Large scale altmetric data can be used to assess the validity of specific altmetrics (altmetric) by investigating the extent to which the altmetric correlates with citation counts (Sud & Thelwall, 2014). Although some correlations of this type have already been calculated, it is important to calculate more correlations for different sets of documents in order to get a fuller picture of how the correlations vary between disciplines and document types as well as over time. In addition, there is also scope to investigate the challenges facing publishers that are attempting to fully exploit altmetric indicators, such as creating the most informative types of indicators (see also: Lin & Fenner, 2013; Liu & Adie, 2013).

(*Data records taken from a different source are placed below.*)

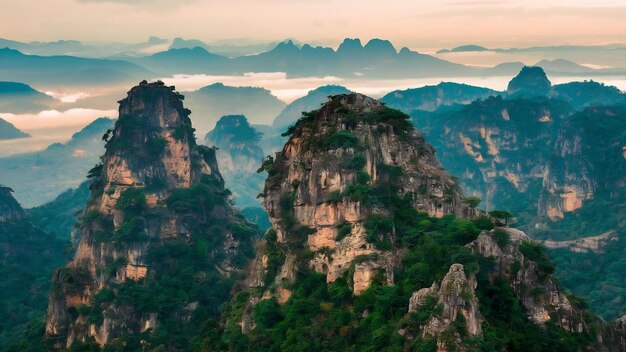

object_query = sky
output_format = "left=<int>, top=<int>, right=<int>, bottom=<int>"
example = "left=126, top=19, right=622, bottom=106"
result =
left=0, top=0, right=626, bottom=48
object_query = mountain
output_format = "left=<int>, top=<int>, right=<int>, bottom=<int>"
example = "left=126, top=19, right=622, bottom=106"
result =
left=0, top=186, right=69, bottom=351
left=133, top=38, right=472, bottom=78
left=535, top=59, right=593, bottom=73
left=437, top=44, right=489, bottom=54
left=0, top=48, right=151, bottom=87
left=26, top=181, right=89, bottom=240
left=413, top=96, right=573, bottom=213
left=0, top=119, right=30, bottom=140
left=506, top=66, right=552, bottom=98
left=46, top=81, right=257, bottom=350
left=380, top=82, right=497, bottom=112
left=0, top=82, right=56, bottom=114
left=169, top=38, right=277, bottom=58
left=185, top=83, right=286, bottom=136
left=204, top=115, right=265, bottom=208
left=394, top=68, right=626, bottom=319
left=202, top=93, right=625, bottom=351
left=169, top=38, right=211, bottom=51
left=133, top=47, right=230, bottom=75
left=0, top=118, right=113, bottom=207
left=272, top=85, right=350, bottom=129
left=551, top=81, right=626, bottom=110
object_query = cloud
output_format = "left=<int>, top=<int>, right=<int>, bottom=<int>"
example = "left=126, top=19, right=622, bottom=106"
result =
left=0, top=109, right=117, bottom=131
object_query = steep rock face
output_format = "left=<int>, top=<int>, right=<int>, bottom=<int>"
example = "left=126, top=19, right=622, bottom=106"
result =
left=46, top=81, right=255, bottom=347
left=204, top=115, right=264, bottom=207
left=468, top=228, right=588, bottom=332
left=539, top=107, right=626, bottom=219
left=409, top=264, right=484, bottom=350
left=414, top=96, right=571, bottom=213
left=256, top=94, right=467, bottom=295
left=0, top=186, right=69, bottom=351
left=0, top=186, right=24, bottom=221
left=506, top=66, right=552, bottom=97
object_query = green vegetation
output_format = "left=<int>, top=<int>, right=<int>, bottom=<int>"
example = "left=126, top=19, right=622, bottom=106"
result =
left=63, top=175, right=256, bottom=350
left=0, top=220, right=69, bottom=351
left=493, top=229, right=511, bottom=249
left=202, top=202, right=595, bottom=352
left=311, top=130, right=360, bottom=151
left=519, top=241, right=555, bottom=279
left=489, top=210, right=513, bottom=226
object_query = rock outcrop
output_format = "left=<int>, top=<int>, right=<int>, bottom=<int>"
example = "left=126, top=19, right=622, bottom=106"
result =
left=0, top=186, right=69, bottom=351
left=204, top=115, right=265, bottom=208
left=0, top=186, right=24, bottom=221
left=46, top=81, right=255, bottom=347
left=506, top=66, right=552, bottom=97
left=409, top=264, right=484, bottom=350
left=252, top=94, right=467, bottom=306
left=468, top=228, right=588, bottom=332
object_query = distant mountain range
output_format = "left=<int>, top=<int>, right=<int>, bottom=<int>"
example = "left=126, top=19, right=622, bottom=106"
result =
left=0, top=118, right=113, bottom=207
left=0, top=38, right=626, bottom=89
left=437, top=44, right=626, bottom=68
left=0, top=118, right=29, bottom=141
left=185, top=83, right=286, bottom=138
left=0, top=81, right=58, bottom=114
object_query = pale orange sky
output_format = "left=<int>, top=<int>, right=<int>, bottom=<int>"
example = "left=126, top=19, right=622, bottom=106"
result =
left=0, top=0, right=626, bottom=49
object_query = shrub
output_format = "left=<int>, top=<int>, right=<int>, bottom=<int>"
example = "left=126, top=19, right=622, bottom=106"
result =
left=146, top=136, right=167, bottom=157
left=335, top=223, right=352, bottom=241
left=115, top=188, right=147, bottom=216
left=493, top=229, right=511, bottom=249
left=347, top=152, right=367, bottom=170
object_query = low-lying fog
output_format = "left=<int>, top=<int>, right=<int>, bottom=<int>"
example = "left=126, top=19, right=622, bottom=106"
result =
left=0, top=72, right=626, bottom=156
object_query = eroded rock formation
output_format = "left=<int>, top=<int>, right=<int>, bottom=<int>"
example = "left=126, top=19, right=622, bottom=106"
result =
left=46, top=81, right=254, bottom=347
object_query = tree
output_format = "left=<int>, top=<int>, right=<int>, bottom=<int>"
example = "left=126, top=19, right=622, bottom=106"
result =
left=489, top=210, right=513, bottom=226
left=463, top=196, right=481, bottom=209
left=463, top=196, right=481, bottom=216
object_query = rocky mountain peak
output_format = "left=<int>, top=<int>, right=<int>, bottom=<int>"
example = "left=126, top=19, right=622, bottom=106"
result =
left=252, top=93, right=466, bottom=301
left=337, top=38, right=363, bottom=54
left=96, top=81, right=223, bottom=214
left=507, top=66, right=552, bottom=97
left=0, top=185, right=24, bottom=222
left=46, top=81, right=256, bottom=350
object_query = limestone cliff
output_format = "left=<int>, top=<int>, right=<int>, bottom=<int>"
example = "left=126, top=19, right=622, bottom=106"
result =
left=414, top=96, right=571, bottom=213
left=409, top=264, right=484, bottom=350
left=468, top=228, right=588, bottom=332
left=46, top=81, right=255, bottom=347
left=539, top=107, right=626, bottom=223
left=506, top=66, right=552, bottom=97
left=204, top=115, right=265, bottom=208
left=0, top=186, right=69, bottom=351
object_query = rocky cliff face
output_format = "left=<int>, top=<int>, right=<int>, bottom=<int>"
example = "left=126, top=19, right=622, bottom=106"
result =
left=468, top=228, right=588, bottom=333
left=0, top=186, right=69, bottom=351
left=539, top=107, right=626, bottom=223
left=414, top=96, right=571, bottom=213
left=0, top=186, right=24, bottom=221
left=409, top=264, right=484, bottom=350
left=506, top=66, right=552, bottom=97
left=204, top=115, right=265, bottom=207
left=251, top=94, right=467, bottom=301
left=46, top=81, right=255, bottom=347
left=211, top=94, right=622, bottom=352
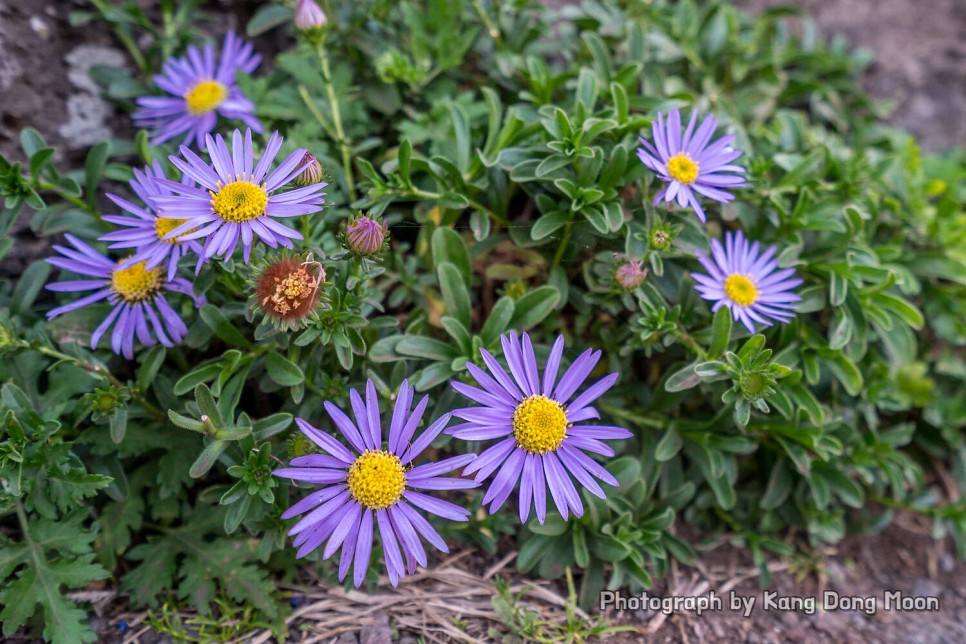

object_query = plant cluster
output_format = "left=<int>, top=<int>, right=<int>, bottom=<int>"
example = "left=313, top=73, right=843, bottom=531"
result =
left=0, top=0, right=966, bottom=642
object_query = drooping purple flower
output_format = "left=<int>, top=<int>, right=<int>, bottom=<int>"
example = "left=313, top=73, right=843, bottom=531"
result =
left=691, top=230, right=802, bottom=333
left=151, top=130, right=329, bottom=264
left=637, top=110, right=745, bottom=221
left=293, top=151, right=325, bottom=188
left=100, top=161, right=202, bottom=280
left=46, top=235, right=203, bottom=360
left=446, top=332, right=631, bottom=523
left=274, top=380, right=479, bottom=587
left=134, top=33, right=262, bottom=148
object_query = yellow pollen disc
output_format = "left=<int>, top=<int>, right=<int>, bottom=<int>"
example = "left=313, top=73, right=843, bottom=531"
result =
left=513, top=396, right=568, bottom=454
left=725, top=273, right=758, bottom=306
left=154, top=217, right=197, bottom=244
left=346, top=450, right=406, bottom=510
left=665, top=152, right=698, bottom=186
left=184, top=80, right=228, bottom=116
left=209, top=181, right=268, bottom=224
left=111, top=260, right=164, bottom=302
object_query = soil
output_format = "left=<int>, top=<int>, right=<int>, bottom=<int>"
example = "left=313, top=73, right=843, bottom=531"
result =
left=0, top=0, right=966, bottom=643
left=85, top=512, right=966, bottom=644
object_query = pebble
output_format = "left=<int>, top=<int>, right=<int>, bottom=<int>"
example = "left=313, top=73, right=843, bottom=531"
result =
left=912, top=577, right=943, bottom=597
left=359, top=612, right=392, bottom=644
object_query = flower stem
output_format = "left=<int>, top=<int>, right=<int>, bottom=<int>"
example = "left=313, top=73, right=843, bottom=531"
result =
left=403, top=188, right=508, bottom=226
left=473, top=0, right=500, bottom=42
left=315, top=41, right=356, bottom=204
left=674, top=326, right=708, bottom=360
left=35, top=177, right=100, bottom=218
left=553, top=221, right=574, bottom=267
left=27, top=342, right=168, bottom=420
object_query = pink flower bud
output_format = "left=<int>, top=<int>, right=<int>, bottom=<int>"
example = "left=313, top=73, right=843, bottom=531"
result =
left=295, top=0, right=329, bottom=31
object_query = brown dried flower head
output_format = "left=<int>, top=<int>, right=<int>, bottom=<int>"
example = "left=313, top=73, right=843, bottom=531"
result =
left=255, top=257, right=325, bottom=322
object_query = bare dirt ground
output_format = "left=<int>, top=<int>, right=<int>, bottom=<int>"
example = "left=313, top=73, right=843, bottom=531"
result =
left=85, top=513, right=966, bottom=644
left=0, top=0, right=966, bottom=644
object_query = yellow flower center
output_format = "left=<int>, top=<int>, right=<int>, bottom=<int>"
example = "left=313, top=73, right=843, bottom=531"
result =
left=154, top=217, right=197, bottom=244
left=346, top=450, right=406, bottom=510
left=208, top=180, right=268, bottom=224
left=513, top=395, right=568, bottom=454
left=725, top=273, right=758, bottom=306
left=666, top=152, right=698, bottom=185
left=111, top=260, right=164, bottom=302
left=184, top=80, right=228, bottom=116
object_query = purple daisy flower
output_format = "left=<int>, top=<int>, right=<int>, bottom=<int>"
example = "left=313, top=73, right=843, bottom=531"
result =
left=100, top=161, right=202, bottom=280
left=134, top=33, right=262, bottom=148
left=691, top=230, right=802, bottom=333
left=46, top=235, right=203, bottom=360
left=637, top=110, right=745, bottom=222
left=150, top=130, right=329, bottom=269
left=274, top=380, right=479, bottom=587
left=447, top=332, right=631, bottom=523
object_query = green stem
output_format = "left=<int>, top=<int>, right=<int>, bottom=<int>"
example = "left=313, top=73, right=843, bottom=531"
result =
left=674, top=327, right=708, bottom=360
left=597, top=404, right=670, bottom=429
left=553, top=221, right=574, bottom=267
left=403, top=188, right=509, bottom=226
left=315, top=42, right=356, bottom=204
left=473, top=0, right=500, bottom=42
left=35, top=179, right=99, bottom=217
left=27, top=342, right=168, bottom=420
left=91, top=0, right=151, bottom=76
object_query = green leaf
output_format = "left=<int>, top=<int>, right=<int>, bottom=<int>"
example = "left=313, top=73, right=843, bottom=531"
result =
left=10, top=262, right=50, bottom=315
left=436, top=262, right=472, bottom=329
left=174, top=363, right=222, bottom=396
left=195, top=384, right=223, bottom=427
left=654, top=429, right=684, bottom=463
left=199, top=304, right=252, bottom=349
left=84, top=141, right=111, bottom=205
left=480, top=295, right=516, bottom=345
left=708, top=306, right=733, bottom=358
left=265, top=353, right=305, bottom=387
left=825, top=353, right=862, bottom=396
left=252, top=412, right=292, bottom=441
left=137, top=344, right=167, bottom=389
left=664, top=363, right=701, bottom=393
left=110, top=407, right=127, bottom=443
left=508, top=286, right=560, bottom=331
left=875, top=293, right=926, bottom=329
left=396, top=139, right=413, bottom=186
left=430, top=228, right=471, bottom=284
left=245, top=4, right=292, bottom=37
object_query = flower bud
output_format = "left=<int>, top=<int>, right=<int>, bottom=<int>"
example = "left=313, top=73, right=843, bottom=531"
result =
left=345, top=215, right=389, bottom=257
left=294, top=150, right=325, bottom=188
left=648, top=226, right=673, bottom=251
left=295, top=0, right=329, bottom=31
left=614, top=261, right=647, bottom=291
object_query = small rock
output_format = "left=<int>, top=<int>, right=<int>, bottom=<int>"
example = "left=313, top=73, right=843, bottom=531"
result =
left=780, top=610, right=802, bottom=626
left=825, top=559, right=848, bottom=590
left=784, top=628, right=808, bottom=642
left=30, top=16, right=50, bottom=40
left=939, top=552, right=956, bottom=575
left=815, top=610, right=851, bottom=636
left=912, top=577, right=943, bottom=597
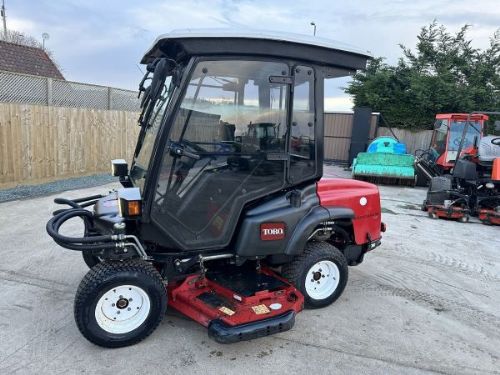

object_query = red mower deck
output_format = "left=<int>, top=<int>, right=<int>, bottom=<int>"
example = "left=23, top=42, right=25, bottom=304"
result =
left=478, top=209, right=500, bottom=225
left=168, top=268, right=304, bottom=343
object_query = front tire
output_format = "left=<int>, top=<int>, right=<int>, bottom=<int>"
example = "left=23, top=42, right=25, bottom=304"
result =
left=281, top=242, right=349, bottom=309
left=74, top=260, right=167, bottom=348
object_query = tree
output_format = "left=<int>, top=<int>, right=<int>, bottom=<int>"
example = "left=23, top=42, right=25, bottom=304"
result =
left=345, top=21, right=500, bottom=129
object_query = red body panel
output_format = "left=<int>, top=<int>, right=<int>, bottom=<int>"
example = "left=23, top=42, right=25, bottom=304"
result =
left=317, top=178, right=382, bottom=245
left=168, top=268, right=304, bottom=327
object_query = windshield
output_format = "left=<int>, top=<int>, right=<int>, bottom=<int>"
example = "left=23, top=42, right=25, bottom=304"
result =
left=448, top=120, right=481, bottom=151
left=130, top=76, right=174, bottom=192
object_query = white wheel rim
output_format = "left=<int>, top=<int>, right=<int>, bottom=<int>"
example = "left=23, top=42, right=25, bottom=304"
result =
left=306, top=260, right=340, bottom=300
left=95, top=285, right=151, bottom=334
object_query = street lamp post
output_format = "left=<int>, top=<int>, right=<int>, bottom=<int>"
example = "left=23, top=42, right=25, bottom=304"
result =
left=311, top=22, right=316, bottom=36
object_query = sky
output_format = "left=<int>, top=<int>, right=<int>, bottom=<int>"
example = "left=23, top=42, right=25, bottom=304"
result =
left=5, top=0, right=500, bottom=111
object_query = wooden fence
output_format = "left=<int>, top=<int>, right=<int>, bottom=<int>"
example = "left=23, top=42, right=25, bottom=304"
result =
left=0, top=103, right=432, bottom=189
left=0, top=103, right=139, bottom=188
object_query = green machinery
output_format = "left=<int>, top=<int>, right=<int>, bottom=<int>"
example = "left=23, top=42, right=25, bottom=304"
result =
left=352, top=137, right=416, bottom=186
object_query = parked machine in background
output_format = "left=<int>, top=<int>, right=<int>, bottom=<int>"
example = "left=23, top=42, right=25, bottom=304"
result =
left=352, top=136, right=416, bottom=186
left=422, top=112, right=500, bottom=224
left=415, top=113, right=489, bottom=186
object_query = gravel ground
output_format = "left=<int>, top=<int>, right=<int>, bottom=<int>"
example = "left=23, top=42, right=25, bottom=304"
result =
left=0, top=173, right=116, bottom=202
left=0, top=167, right=500, bottom=375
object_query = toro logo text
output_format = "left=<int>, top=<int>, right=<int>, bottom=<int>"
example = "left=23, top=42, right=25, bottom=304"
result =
left=260, top=223, right=285, bottom=241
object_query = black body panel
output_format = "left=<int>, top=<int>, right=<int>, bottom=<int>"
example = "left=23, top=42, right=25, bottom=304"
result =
left=208, top=311, right=295, bottom=344
left=235, top=183, right=320, bottom=257
left=285, top=206, right=354, bottom=255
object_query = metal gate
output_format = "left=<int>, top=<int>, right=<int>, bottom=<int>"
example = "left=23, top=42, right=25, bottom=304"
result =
left=324, top=112, right=379, bottom=163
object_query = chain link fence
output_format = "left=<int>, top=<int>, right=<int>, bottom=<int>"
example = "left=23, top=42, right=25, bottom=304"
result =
left=0, top=71, right=140, bottom=112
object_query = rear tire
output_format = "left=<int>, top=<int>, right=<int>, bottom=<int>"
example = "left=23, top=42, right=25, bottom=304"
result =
left=74, top=260, right=167, bottom=348
left=281, top=242, right=349, bottom=309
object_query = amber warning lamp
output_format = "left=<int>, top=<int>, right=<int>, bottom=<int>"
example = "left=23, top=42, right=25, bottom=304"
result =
left=118, top=188, right=142, bottom=218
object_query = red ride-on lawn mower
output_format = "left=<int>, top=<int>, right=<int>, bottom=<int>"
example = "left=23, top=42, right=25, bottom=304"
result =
left=47, top=31, right=385, bottom=347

The above research directions are focused on developing and validating altmetrics but there is considerable potential to apply data analytic approaches to investigate each altmetric indicator in more depth. For example, this may be achieved by developing methods to distinguish between different types of authors of the social Web posts used (e.g., Mohammadi et al., 2015). There is even more scope to use altmetric and other Web indicators to investigate scholarly communication more generally (Mohammadi & Thelwall, 2014) or the interface between the public and science (Sugimoto & Thelwall, 2013). For example, which disciplines and types of paper are most interesting to the public or most valued? What types of comment do members of the public make about academic research? Are there hidden patterns of commenting about research that a data mining approach might discover?
Statistical modelling is also relevant to altmetrics data science research (altmetrics and data science research) because few papers have investigated their distributions so far. One exception has shown that the discretized lognormal and hooked power law distributions fit Mendeley reader counts for individual subjects and years, but neither distribution fits all datasets best (Thelwall & Wilson, in press). It would therefore be useful to investigate the distributions of additional altmetrics and to assess whether other distributions might fit the data better.
One data science technique that should be useful for studying altmetrics but has not been used yet is natural language processing. This is because the context in which articles are mentioned in the social Web is particularly important and natural language processing methods can give the most detailed information about this context. These methods are already used in scientometrics (e.g., Li et al., 2012), although not on a large scale. Natural language processing could only be used for altmetrics where a citation is associated with text, as in the case of Twitter and Sina Weibo, but not when there is no associated text, as in the case of Mendeley.
In summary, altmetrics is a promising research topic for data science because it has a rich supply of data and challenging problems. Researchers that are able to gather relevant data and process them on a large scale can expect to make substantial contributions to scholarship.